After a year of New York taxpayers having to deal with COVID-19 and getting some additional time to file, income tax returns for the year 2020 (not on extension) are being reviewed. Upon reviewing tax returns, the New York State Department of Taxation & Finance (Department) has sent notices to nonresidents who usually work from the NY office of their employers and who allocated income to the location where they worked remotely (outside NY) during the past year, asking them about the allocation of wages subject to New York personal income tax. The inquiries are based upon the Department’s position that compensation for employees who regularly work at the New York office of their employer is subject to NY income tax and is New York source income as provided in the “Convenience of the Employer Test,” citing TSB-M-06(5)I:(5/06):New York Tax Treatment of Nonresidents and Part-Year Residents Application of the Convenience of the Employer Test to Telecommuters and Others: tsbm065i (ny.gov).
A simple statement of that policy is on the Department’s website [Frequently Asked Questions about Filing Requirements, Residency, and Telecommuting for New York State Personal Income Tax (ny.gov)] and states:
If you are a nonresident whose primary office is in New York State, your days telecommuting during the pandemic are considered days worked in the state unless your employer has established a bona fide employer office at your telecommuting location. There are a number of factors that determine whether your employer has established a bona fide employer office at your telecommuting location. In general, unless your employer specifically acted to establish a bona fide employer office at your telecommuting location, you will continue to owe New York State income tax on income earned while telecommuting.
The notices inform taxpayers that their returns have been selected for a desk audit to examine whether the taxpayer’s alternate work location qualifies as a bona fide office of the employer. That determination requires analyzing the primary, secondary, and other factors listed in TSB-M-06(5)I.
These audits can arise in two ways: 1) a nonresident who normally works in an office in NY who worked from home or elsewhere during the pandemic and allocated income to the location where the work was performed, or 2) a New York resident who worked outside NY in a state that imposes tax based on the location where they worked, who claims a credit for taxes paid to that other state, which credit the Department may disallow based on its position that the income is NY source income.
Analyzing what had been a long-standing policy starts with Tax Law §§ 633 & 638 that imposes tax on New York source income of a nonresident or part-year resident. The Regulations (20 NYCRR §138.1) define what is NY source income for wage earners stating:
income derived from New York State sources includes that proportion of his total compensation for services rendered as an employee which the total number of working days employed within New York State bears to the total number of working days employed both within and without New York State. The items of gain, loss and deduction (other than deductions entering into the New York itemized deduction) of the employee attributable to his employment, derived from or connected with New York State sources must be based upon the performance of services which of necessity, as distinguished from convenience, are similarly determined.
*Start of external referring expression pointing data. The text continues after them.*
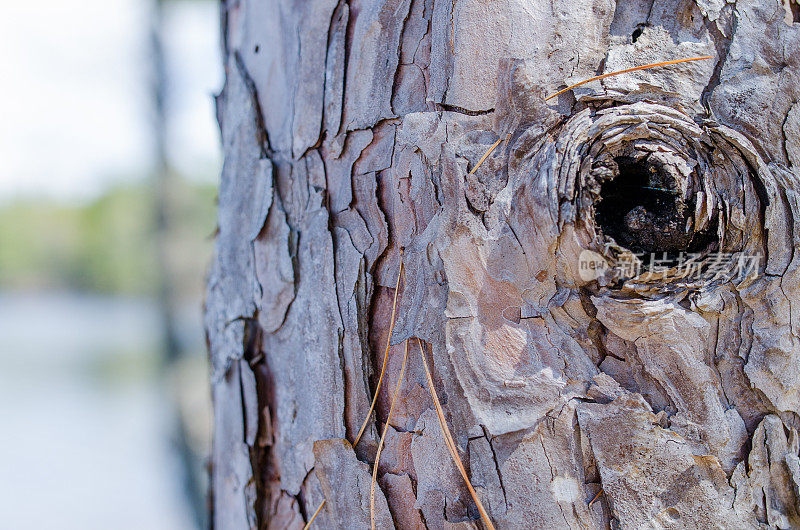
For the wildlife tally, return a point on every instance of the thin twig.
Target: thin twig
(626, 70)
(385, 356)
(308, 524)
(448, 438)
(383, 437)
(485, 156)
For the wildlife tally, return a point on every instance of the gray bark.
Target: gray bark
(349, 129)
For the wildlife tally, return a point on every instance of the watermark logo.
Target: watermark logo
(591, 265)
(689, 266)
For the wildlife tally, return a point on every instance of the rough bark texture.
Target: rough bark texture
(349, 127)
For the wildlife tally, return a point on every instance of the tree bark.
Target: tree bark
(592, 376)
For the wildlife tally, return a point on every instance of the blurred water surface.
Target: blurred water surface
(86, 427)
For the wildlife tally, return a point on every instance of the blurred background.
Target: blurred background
(109, 159)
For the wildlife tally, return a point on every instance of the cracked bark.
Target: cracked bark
(349, 128)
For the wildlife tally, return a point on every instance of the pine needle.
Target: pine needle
(448, 438)
(626, 70)
(308, 524)
(385, 356)
(485, 156)
(383, 437)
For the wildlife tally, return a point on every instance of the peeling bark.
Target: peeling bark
(569, 369)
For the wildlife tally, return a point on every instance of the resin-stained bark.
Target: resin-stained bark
(349, 130)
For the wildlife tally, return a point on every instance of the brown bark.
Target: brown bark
(349, 129)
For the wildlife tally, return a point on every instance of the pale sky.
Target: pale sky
(74, 108)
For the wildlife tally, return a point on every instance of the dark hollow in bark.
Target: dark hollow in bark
(642, 208)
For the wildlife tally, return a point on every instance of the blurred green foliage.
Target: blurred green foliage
(108, 245)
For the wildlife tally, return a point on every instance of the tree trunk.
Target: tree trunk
(609, 303)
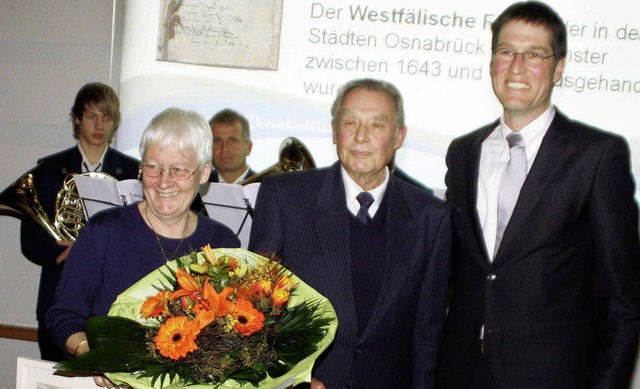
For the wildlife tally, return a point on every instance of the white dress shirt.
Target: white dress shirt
(352, 190)
(493, 160)
(87, 166)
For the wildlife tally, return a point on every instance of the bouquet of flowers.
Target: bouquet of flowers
(223, 317)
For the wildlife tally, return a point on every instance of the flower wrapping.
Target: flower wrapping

However, any allowance claimed for days worked outside New York State, obligate the employee to out-of-state duties in the service of his employer.
The New York State Tax Appeals Tribunal has upheld the Department’s interpretation of the convenience of the employer test quoting the Court of Appeals:
a nonresident who performs services in New York or has an office in New York is allowed to avoid New York State tax liability for services performed outside the State only if they are performed of necessity in the service of the employer. Where the out-of-State services are performed for the employee’s convenience they generate New York State tax liability. Citing Matter of Speno v. Gallman, 360 NYS2d 855, at 857-858.
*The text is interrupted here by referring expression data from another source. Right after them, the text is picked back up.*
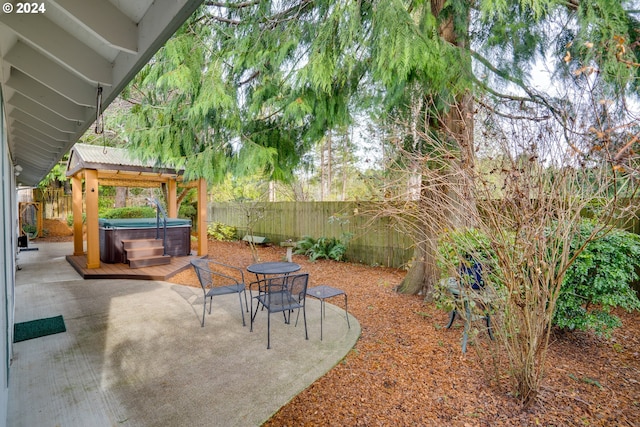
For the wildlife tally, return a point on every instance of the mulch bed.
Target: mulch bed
(408, 370)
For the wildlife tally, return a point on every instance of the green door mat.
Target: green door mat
(38, 328)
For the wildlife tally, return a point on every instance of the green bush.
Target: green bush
(323, 247)
(598, 281)
(129, 212)
(219, 231)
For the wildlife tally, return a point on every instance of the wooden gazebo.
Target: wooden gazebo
(116, 167)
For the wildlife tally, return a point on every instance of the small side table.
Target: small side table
(323, 292)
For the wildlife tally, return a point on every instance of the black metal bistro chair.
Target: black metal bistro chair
(217, 278)
(280, 294)
(468, 291)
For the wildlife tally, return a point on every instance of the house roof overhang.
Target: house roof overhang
(53, 60)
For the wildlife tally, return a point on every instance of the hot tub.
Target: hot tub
(114, 231)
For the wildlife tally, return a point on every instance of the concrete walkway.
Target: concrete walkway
(134, 353)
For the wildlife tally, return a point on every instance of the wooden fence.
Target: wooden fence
(373, 242)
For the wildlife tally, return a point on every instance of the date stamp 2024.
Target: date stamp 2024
(24, 8)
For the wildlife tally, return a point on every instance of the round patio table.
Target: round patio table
(274, 267)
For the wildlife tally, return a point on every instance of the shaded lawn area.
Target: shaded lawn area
(407, 369)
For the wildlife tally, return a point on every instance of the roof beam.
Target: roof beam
(46, 97)
(34, 154)
(32, 108)
(34, 147)
(105, 21)
(52, 75)
(32, 122)
(60, 45)
(35, 134)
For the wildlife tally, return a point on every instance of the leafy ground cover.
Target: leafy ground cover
(407, 369)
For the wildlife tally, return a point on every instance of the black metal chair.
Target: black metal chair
(467, 292)
(220, 279)
(280, 294)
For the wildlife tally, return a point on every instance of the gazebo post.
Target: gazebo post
(76, 188)
(172, 198)
(93, 237)
(202, 217)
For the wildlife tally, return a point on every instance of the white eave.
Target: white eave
(52, 63)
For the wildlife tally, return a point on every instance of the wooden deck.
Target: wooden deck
(122, 271)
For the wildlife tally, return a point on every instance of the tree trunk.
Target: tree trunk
(456, 125)
(121, 197)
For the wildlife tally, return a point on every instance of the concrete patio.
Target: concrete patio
(134, 353)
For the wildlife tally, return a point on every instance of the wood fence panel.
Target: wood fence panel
(373, 242)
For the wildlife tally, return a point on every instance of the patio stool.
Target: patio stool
(323, 292)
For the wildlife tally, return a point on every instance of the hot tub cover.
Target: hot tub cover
(141, 222)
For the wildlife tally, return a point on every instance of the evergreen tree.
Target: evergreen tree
(249, 86)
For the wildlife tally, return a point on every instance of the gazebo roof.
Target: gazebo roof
(116, 166)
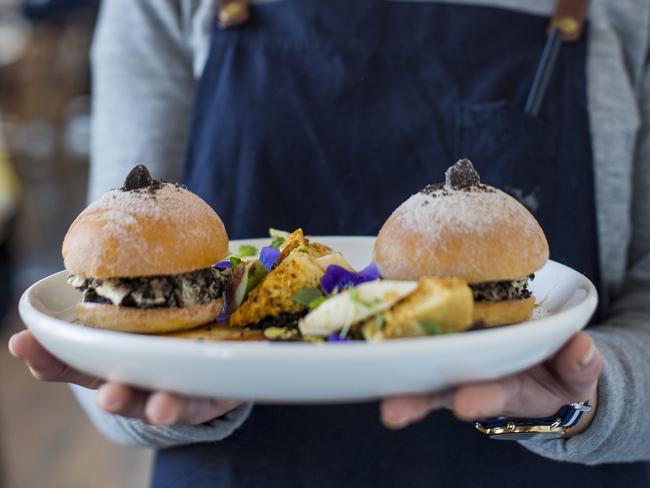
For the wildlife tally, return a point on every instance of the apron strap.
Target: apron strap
(232, 13)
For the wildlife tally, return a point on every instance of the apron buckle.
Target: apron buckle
(233, 13)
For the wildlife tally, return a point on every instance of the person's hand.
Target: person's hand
(159, 407)
(569, 376)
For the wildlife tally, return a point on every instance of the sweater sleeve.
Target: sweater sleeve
(143, 86)
(619, 431)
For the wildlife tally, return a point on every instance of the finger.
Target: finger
(487, 399)
(43, 365)
(122, 400)
(400, 411)
(164, 408)
(578, 366)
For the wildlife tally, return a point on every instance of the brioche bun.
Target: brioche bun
(147, 320)
(144, 232)
(146, 228)
(478, 234)
(503, 312)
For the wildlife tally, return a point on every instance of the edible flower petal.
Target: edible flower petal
(268, 257)
(335, 337)
(336, 278)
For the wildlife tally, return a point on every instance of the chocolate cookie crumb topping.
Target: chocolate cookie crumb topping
(462, 175)
(433, 189)
(139, 177)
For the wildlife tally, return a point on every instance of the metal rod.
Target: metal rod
(544, 72)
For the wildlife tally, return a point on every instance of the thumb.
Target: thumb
(578, 366)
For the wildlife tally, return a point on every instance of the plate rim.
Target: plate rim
(80, 333)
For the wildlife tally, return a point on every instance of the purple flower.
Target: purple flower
(338, 278)
(335, 337)
(268, 257)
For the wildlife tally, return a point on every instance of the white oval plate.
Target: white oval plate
(303, 372)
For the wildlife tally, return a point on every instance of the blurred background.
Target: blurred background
(45, 439)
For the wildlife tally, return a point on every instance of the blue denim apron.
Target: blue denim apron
(327, 115)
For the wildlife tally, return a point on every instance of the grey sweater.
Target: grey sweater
(147, 56)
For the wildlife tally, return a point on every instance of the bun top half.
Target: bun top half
(464, 229)
(155, 229)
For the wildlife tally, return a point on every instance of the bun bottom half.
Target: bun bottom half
(503, 312)
(147, 320)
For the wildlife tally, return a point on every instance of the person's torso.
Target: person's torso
(327, 116)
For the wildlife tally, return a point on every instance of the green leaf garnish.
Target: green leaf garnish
(431, 327)
(246, 250)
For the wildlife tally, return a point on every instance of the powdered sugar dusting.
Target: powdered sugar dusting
(127, 222)
(472, 210)
(447, 227)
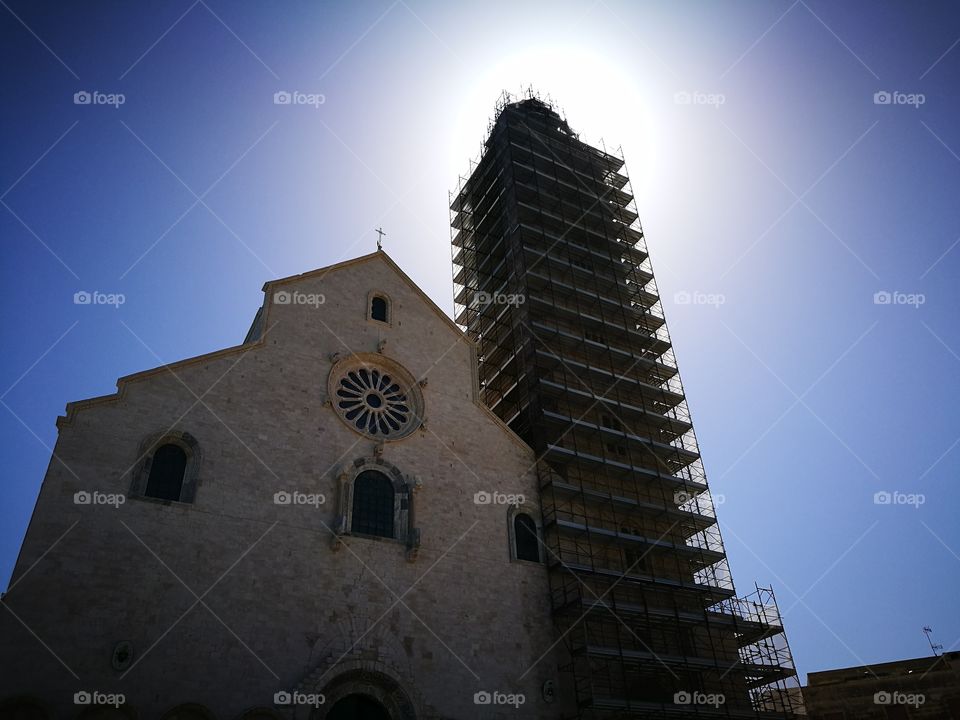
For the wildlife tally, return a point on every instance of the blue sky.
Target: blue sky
(779, 193)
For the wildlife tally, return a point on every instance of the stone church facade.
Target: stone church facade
(321, 522)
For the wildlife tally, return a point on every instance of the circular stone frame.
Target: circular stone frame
(375, 396)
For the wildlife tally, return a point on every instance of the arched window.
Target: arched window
(166, 473)
(379, 309)
(525, 537)
(373, 504)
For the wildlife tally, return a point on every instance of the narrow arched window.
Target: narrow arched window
(525, 537)
(378, 308)
(167, 469)
(373, 504)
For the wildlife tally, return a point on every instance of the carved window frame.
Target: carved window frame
(191, 473)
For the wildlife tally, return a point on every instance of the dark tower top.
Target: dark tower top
(553, 281)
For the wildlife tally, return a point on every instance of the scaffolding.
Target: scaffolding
(553, 281)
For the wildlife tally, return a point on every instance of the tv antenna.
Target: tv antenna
(927, 630)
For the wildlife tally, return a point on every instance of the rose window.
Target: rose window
(375, 399)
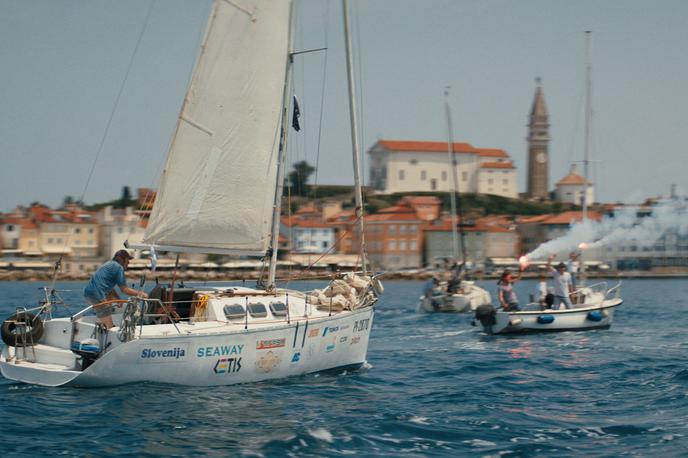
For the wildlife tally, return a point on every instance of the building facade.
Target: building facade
(573, 187)
(538, 147)
(421, 166)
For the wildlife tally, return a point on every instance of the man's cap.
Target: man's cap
(123, 254)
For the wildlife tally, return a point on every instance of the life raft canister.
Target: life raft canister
(86, 346)
(22, 328)
(545, 319)
(595, 315)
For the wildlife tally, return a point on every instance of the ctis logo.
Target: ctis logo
(227, 365)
Neither the previous cases, the statute, nor the regulations deal with an instance where the governor’s executive orders closed businesses and offices. Those orders seem to demonstrate the necessity for the services to be performed at an alternative location.
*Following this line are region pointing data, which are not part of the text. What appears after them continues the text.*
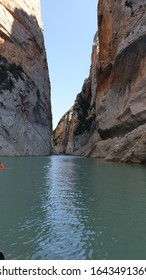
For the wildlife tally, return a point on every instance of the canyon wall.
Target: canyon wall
(108, 119)
(25, 108)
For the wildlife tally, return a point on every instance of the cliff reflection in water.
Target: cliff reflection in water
(72, 208)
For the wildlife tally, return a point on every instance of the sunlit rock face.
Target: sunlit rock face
(117, 85)
(25, 109)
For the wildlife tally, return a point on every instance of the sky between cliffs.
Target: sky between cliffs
(69, 28)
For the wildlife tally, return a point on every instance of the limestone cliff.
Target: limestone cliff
(118, 85)
(25, 109)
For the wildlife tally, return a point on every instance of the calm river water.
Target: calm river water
(72, 208)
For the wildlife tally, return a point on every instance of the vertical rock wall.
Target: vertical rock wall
(118, 86)
(25, 108)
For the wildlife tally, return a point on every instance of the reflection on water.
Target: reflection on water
(72, 208)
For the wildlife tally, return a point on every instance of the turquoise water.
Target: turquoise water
(72, 208)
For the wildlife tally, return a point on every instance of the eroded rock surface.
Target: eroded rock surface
(25, 109)
(118, 86)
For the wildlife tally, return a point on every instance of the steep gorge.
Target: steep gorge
(108, 118)
(25, 107)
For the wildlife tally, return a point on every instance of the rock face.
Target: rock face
(118, 87)
(25, 109)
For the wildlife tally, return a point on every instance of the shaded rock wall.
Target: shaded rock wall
(25, 108)
(118, 73)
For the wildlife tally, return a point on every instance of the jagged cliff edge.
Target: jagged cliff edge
(25, 108)
(108, 118)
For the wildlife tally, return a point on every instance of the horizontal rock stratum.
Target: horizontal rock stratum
(108, 118)
(25, 109)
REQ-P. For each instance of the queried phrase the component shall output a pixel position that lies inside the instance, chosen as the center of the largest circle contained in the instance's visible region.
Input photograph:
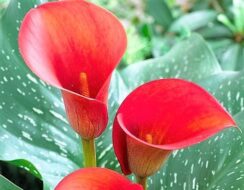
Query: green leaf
(5, 184)
(160, 12)
(194, 20)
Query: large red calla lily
(96, 179)
(161, 116)
(75, 45)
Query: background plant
(35, 134)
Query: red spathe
(96, 179)
(161, 116)
(75, 45)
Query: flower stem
(89, 152)
(142, 181)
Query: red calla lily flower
(161, 116)
(96, 179)
(75, 45)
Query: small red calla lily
(75, 45)
(96, 179)
(161, 116)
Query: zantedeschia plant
(159, 117)
(96, 179)
(75, 45)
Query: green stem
(142, 181)
(89, 152)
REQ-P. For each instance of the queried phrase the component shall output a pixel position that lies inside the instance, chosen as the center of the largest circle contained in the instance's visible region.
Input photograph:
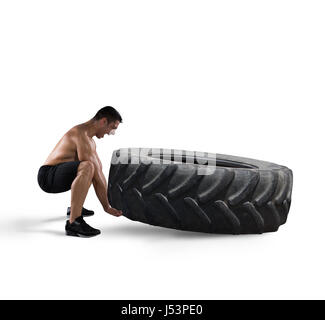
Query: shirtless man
(74, 164)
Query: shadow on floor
(137, 229)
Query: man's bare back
(66, 149)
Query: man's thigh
(63, 176)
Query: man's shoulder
(75, 132)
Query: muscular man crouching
(74, 164)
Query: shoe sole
(76, 234)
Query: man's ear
(103, 122)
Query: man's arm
(87, 152)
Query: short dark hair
(109, 113)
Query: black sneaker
(79, 228)
(84, 212)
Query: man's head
(107, 120)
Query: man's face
(107, 128)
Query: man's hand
(113, 211)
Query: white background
(244, 78)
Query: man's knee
(87, 168)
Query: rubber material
(232, 195)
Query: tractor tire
(200, 192)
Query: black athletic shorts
(57, 178)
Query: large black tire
(240, 195)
New York is one of the few states (Arkansas, Connecticut, Delaware, Nebraska, New Jersey, and Pennsylvania are the others) that had a ‘Convenience of the Employer’ policy prior to the pandemic and Massachusetts adopted an emergency regulation (830 CMR 62.5A.3) putting that policy into effect for the duration of the pandemic. In response, New Hampshire, a state without an income tax, brought suit in the U.S. Supreme Court claiming that Massachusetts’ taxation of NH residents who had worked in MA pre-pandemic but worked from home in NH during the pandemic is unconstitutional. (The U.S. Solicitor General filed papers in the case of New Hampshire v. Massachusetts (Docket No. 220154), saying the Court should not take the case.) In addition, over the years federal legislation has been introduced to limit states’ ability to tax nonresident telecommuting (Multi-State Worker Tax Fairness Act of 2020; H.R. 4085; S. 2347). The prospect for the Supreme Court or Congress taking action in this area is unclear.
For some, the amounts in issue may not be significant enough to justify contesting the audit, and for others their home states may allow a credit for the additional tax paid to New York. However, many taxpayers will be faced with paying state tax twice on the same income, a result that is inconsistent with constitutional requirements of having state taxes fairly apportioned and reasonably related to the services provided by the taxing state. In view of those principles, it is difficult to see how NY can impose income tax on nonresidents who, under executive orders of the governor, could not have spent any time working in NY from March through December 2020.